La question gravissime du terrorisme a été évoquée ces jours derniers, puis tout à l’heure dans cette enceinte – M. Cazeneuve a bien décrit la situation – comme à l’Assemblée nationale par M. le Premier ministre. Vous connaissez les chiffres, mesdames, messieurs les sénateurs : à ce jour, près de quatre cents individus, français ou résidents français, combattent à l’étranger. Soixante-sept sont morts récemment au cours de combats. Certains de nos compatriotes sont malheureusement impliqués dans les atrocités commises par Daech. D’autres participent à la propagande et appellent à commettre des attaques sur notre territoire. Face à cela, il nous faut agir avec sang-froid, discernement et détermination.
Nous avons abordé les moyens précédemment. Vous aurez l’occasion d’y revenir au cours des prochaines semaines. Nous entendons les adapter à l’évolution de la menace. Mais nous le savons, au-delà des moyens, ce qui compte, c’est la profonde détermination de la population française. La démocratie ne combat jamais aussi efficacement le terrorisme qu’en promouvant ses valeurs, la liberté, l’égalité et, cela a été rappelé à juste titre, la laïcité.
L’épreuve que nous venons de vivre est aussi une invitation à un sursaut, et elle doit nous rendre encore plus forts.
Je sors un instant du sujet pour vous livrer simplement cette remarque, mesdames, messieurs les sénateurs : cette image du quart des dirigeants de la planète rassemblés dimanche autour des plus hautes autorités françaises me fait dire que la France est bien la patrie des libertés et que, lorsque l’on touche aux libertés de la France, on touche aux libertés de tous les pays ! Je pense que ce sentiment a également été ressenti profondément par chacune et chacun d’entre vous, et assurément par tous nos compatriotes.

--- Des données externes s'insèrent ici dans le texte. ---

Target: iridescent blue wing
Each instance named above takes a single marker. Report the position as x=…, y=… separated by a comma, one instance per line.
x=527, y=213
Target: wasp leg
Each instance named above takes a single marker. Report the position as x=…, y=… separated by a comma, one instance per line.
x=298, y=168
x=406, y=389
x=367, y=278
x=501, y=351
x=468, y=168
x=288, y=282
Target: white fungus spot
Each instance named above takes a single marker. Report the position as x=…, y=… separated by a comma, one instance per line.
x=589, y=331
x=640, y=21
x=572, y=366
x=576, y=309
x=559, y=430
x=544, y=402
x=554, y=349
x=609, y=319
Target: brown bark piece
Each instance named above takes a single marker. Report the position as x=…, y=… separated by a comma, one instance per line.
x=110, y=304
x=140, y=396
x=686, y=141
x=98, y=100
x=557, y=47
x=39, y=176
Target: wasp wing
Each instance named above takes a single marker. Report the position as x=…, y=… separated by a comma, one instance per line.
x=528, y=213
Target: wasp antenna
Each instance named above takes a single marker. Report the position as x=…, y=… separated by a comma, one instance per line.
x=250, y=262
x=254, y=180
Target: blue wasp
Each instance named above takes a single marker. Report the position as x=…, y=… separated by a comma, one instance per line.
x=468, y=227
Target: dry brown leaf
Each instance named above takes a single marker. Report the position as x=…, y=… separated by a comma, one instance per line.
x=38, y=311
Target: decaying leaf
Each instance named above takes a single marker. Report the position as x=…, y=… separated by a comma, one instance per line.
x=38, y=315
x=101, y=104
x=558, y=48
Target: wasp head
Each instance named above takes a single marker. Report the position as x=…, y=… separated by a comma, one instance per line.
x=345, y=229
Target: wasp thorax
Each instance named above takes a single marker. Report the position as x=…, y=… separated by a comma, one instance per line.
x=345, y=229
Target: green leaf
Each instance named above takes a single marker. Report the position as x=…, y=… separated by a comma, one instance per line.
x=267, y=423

J’ajoute qu’un grand pays, c’est un pays uni – vous en donnez d’ailleurs une belle illustration cet après-midi, mesdames, messieurs les sénateurs. L’unité de la République, c’est aussi la réponse que nous devons apporter au terrorisme.
Le choix ayant été fait, pour les raisons que j’ai indiquées, d’engager des soldats français à l’extérieur de nos frontières – ce n’est jamais une décision qui se prend à la légère, puisque, derrière elle, ce sont des femmes et des hommes qui s’exposent pour nous protéger –, il vous est demandé ce soir de juger, avec nous, que cette décision est, malheureusement, toujours nécessaire, car la guerre contre le terrorisme est un combat de longue haleine.
C’est la raison pour laquelle je sollicite votre assemblée, au nom du Gouvernement de la République, afin de permettre à la France d’agir conformément à ses valeurs et à ses intérêts.
Je vous demande donc d’autoriser nos armées à poursuivre leurs opérations en Irak, au service des valeurs auxquelles nous croyons, des valeurs qui font par ailleurs l’unité de la France, au service de la démocratie et de la liberté.